A major Perth employer has said it is “disappointed” council staff have blocked its plan to use a 77-metre high wind turbine to part-power its headquarters.
Bosses at insurance giants Aviva say they are now considering their “next steps” after an application filed last September was refused by planning officers.
If it had been approved, the structure – which would have been the height of more than 17 double decker buses – would have dominated the Perth skyline.
The company, which currently employs around 1200 people at Pitheavlis, said in supporting documents the steel and fibreglass structure could have provided enough electricity to power over half the site cutting its energy bills and carbon emissions.
But Scottish Natural Heritage (SNH) advised PKC the creation would have “significant landscape and visual effects” while Historic Environment Scotland (HES) outright objected to it saying it would have much the same effect on the setting of Aviva’s category A-listed building.
Now PKC case officer Persephone Beer has concluded the application ought to be refused saying: “Having reviewed the supporting landscape and visual impact assessment (LVIA) I have concerns that the assessment underplays the significance of the turbine in the landscape and its impact on the visual amenity of the surrounding area.
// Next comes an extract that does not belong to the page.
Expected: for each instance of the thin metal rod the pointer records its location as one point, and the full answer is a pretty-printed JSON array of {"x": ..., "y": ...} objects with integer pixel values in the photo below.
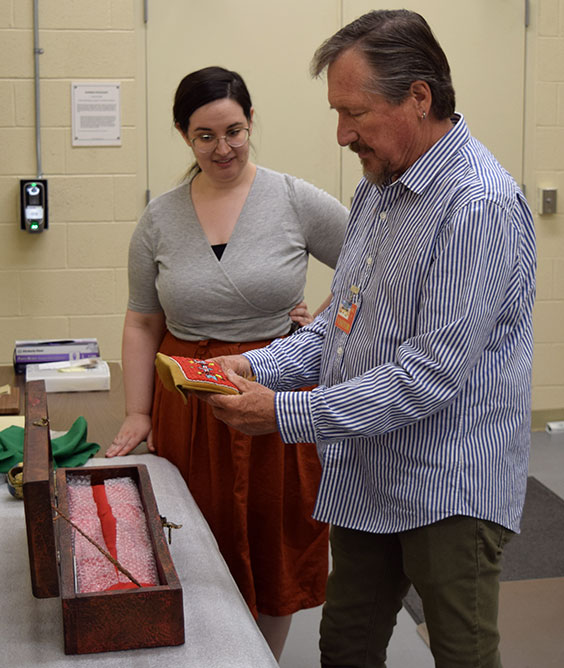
[{"x": 37, "y": 52}]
“As noted by SNH the submitted visualisations indicate that when seen in open, unrestricted views the proposed turbine would likely be an uncharacteristic and prominent feature resulting in a major change to views in and across the Perth area.
“It would likely be the most visible tall structure in the city area. It would be a new, large-scale element in important views towards and across the city and moving blades would exacerbate this effect. As such it would be a distinctive feature that would draw the viewer’s eye and it would likely become a major orientating feature in the area.
“Contrary to the findings and conclusions of the applicant’s LVIA it is considered that the turbine would, in fact, have a significant landscape and visual impact.”
Further down her delegated report of handling Ms Beer continues: “The turbine is likely to have a significant impact on the setting of the Aviva building, due to the turbine’s scale and very close proximity to this A-listed building.
“HES notes that the submitted visualisations … also very clearly demonstrate this impact from close-range views within the Aviva site and from the high ground to the north-west and conclude that there will be an unacceptable visual change to views that contribute to the cultural significance of the building.
“Due to the scale and proximity of the proposed turbine to this important heritage asset, the proposal would adversely affect the Aviva building and the way it is experienced in its landscaped surroundings, disrupting the overall composition and redefining its focus.”
Responding to the refusal an Aviva spokesperson commented this week: “Aviva takes climate change very seriously and we want to do all we can to try to reduce global greenhouse gas emissions.
“The wind turbine would have generated over 50 per cent of our annual electricity use, going a long way to make our Perth site fully powered by locally generated renewable energy.
“We are therefore disappointed by this decision and are currently considering our next steps.”